Salgo a fumar un cigarrillo, mi rostro esta humedecido y mi piel erizada, no quiero entender nada, no quiero palabras vacías de autoayuda, solo quiero que todo esto sea un mal sueño, una pesadilla recurrente de la culpa que me invade.

La gente me observa extrañada pero al mismo tiempo entendiendo, acompañándome de una u otra forma. Las palabras de mi abuelo caen cual granizo y generan daño. Y quedó tanto por hablar, tanto que callé… no le pude expresar que lo amo, aunque sé que lo sabía.

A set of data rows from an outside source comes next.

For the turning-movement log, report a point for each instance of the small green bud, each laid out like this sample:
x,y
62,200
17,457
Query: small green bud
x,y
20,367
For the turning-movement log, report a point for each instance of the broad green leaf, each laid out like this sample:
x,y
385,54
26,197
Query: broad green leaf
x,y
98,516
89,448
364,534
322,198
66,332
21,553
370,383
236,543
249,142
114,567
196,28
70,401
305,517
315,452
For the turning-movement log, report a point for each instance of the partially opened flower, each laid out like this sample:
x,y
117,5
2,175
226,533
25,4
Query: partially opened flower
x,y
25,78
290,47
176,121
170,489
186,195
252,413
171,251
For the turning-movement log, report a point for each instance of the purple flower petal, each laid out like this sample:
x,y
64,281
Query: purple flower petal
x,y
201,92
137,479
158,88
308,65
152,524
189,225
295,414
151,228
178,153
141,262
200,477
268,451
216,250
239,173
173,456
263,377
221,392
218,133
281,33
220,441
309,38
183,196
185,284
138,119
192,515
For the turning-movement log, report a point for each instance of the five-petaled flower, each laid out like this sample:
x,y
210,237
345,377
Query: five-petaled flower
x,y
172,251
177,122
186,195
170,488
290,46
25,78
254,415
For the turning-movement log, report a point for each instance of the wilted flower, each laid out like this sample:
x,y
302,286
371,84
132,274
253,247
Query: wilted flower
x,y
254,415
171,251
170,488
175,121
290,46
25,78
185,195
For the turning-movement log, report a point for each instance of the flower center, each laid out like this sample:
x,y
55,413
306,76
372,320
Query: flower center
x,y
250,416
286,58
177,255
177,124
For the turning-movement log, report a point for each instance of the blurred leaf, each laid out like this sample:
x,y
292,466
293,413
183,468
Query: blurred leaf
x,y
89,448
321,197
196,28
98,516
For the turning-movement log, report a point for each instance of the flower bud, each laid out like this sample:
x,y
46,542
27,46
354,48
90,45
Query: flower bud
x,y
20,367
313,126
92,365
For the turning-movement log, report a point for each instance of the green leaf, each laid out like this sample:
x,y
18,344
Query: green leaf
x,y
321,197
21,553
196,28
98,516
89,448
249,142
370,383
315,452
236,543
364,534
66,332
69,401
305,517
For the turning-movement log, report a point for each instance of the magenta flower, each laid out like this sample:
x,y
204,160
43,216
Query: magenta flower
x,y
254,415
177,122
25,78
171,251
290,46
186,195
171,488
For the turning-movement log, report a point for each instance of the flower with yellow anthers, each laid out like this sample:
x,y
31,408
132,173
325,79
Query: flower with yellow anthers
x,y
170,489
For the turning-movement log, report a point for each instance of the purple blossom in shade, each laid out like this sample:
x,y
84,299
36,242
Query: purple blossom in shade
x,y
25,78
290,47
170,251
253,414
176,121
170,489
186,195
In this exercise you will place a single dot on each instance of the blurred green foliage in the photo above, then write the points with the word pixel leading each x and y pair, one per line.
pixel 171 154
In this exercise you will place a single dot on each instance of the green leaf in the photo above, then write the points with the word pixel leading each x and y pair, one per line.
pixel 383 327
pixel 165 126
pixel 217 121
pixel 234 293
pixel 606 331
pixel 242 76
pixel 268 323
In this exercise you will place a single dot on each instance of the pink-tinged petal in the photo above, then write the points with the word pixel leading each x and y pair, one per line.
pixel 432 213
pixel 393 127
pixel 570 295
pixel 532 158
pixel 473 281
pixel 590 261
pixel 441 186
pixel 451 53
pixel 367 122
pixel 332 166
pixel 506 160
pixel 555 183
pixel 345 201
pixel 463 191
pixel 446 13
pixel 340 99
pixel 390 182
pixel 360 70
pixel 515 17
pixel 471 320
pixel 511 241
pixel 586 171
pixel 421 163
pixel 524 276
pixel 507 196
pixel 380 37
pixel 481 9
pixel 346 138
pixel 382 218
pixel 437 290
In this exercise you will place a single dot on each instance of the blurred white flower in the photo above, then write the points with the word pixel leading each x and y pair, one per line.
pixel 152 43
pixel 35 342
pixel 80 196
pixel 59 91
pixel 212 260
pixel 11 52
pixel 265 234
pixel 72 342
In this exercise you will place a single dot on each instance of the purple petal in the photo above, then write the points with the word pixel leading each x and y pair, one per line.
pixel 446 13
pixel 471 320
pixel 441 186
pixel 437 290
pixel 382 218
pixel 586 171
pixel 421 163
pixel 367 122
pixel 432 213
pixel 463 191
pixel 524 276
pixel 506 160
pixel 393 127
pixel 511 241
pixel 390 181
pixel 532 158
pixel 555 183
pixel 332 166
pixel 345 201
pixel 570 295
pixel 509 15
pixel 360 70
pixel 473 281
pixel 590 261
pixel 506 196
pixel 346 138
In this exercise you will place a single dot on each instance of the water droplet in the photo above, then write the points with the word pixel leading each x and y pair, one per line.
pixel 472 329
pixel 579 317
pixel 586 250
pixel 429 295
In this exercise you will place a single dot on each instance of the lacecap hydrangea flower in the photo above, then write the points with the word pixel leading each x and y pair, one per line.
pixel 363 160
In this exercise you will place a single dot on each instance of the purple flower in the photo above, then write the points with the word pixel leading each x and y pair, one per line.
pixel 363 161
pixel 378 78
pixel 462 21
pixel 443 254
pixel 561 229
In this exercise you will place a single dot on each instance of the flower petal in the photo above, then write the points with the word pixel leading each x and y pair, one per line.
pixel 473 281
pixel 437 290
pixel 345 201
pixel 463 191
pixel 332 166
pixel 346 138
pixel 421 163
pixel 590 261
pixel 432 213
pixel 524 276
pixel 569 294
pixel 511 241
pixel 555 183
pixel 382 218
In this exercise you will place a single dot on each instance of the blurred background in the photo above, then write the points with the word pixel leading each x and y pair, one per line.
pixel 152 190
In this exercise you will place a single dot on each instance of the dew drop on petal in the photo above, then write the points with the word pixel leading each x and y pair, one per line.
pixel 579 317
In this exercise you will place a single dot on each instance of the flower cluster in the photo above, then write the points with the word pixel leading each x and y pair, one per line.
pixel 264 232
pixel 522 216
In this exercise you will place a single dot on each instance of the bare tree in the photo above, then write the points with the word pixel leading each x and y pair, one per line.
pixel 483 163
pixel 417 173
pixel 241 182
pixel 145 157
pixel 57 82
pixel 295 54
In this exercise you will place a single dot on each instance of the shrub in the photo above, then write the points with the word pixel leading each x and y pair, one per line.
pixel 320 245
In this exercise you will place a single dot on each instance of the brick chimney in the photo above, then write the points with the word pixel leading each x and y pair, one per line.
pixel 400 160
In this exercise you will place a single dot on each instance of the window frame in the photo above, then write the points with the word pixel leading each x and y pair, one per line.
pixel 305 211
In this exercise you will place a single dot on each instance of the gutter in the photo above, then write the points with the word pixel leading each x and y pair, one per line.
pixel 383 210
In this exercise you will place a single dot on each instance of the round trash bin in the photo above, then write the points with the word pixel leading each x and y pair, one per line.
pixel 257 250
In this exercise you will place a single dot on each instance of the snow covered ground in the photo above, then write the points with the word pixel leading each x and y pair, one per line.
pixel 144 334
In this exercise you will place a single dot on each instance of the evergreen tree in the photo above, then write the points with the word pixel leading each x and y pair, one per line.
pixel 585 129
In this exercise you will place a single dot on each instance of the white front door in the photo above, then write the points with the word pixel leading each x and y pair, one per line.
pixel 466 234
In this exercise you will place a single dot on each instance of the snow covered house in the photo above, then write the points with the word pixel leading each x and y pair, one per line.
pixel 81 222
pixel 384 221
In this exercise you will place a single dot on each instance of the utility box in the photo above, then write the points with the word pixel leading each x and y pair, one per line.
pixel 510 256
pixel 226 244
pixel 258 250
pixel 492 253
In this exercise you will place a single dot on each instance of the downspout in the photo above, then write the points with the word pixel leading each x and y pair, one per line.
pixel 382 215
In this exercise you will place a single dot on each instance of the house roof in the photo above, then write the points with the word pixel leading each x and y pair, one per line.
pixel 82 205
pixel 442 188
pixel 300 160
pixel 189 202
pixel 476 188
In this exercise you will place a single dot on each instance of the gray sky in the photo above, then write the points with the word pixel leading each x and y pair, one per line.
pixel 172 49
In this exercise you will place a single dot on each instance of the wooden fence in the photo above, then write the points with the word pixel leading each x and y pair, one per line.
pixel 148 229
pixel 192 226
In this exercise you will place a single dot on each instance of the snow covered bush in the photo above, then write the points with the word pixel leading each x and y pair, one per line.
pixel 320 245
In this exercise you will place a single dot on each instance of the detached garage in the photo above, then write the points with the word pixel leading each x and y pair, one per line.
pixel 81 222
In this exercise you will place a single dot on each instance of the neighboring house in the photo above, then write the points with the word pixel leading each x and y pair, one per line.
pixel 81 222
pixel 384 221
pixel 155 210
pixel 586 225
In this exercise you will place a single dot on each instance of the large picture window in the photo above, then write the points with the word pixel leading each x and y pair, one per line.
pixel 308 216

Toso, apago el cigarrillo y miro al sol, su luz enceguecedora me predice todo. Mi celular sonó, era mi padre.

-Tu abuelo falleció –su voz se entrecortó- vení, te necesitamos.

Miré al cielo, sonreí  y dije:

-Guardame un lugar en tu nube, iré a mi tiempo para abrazarte, reírnos y que pueda decirte lo importante que sos para mí. Descansa y saludos a la abuela.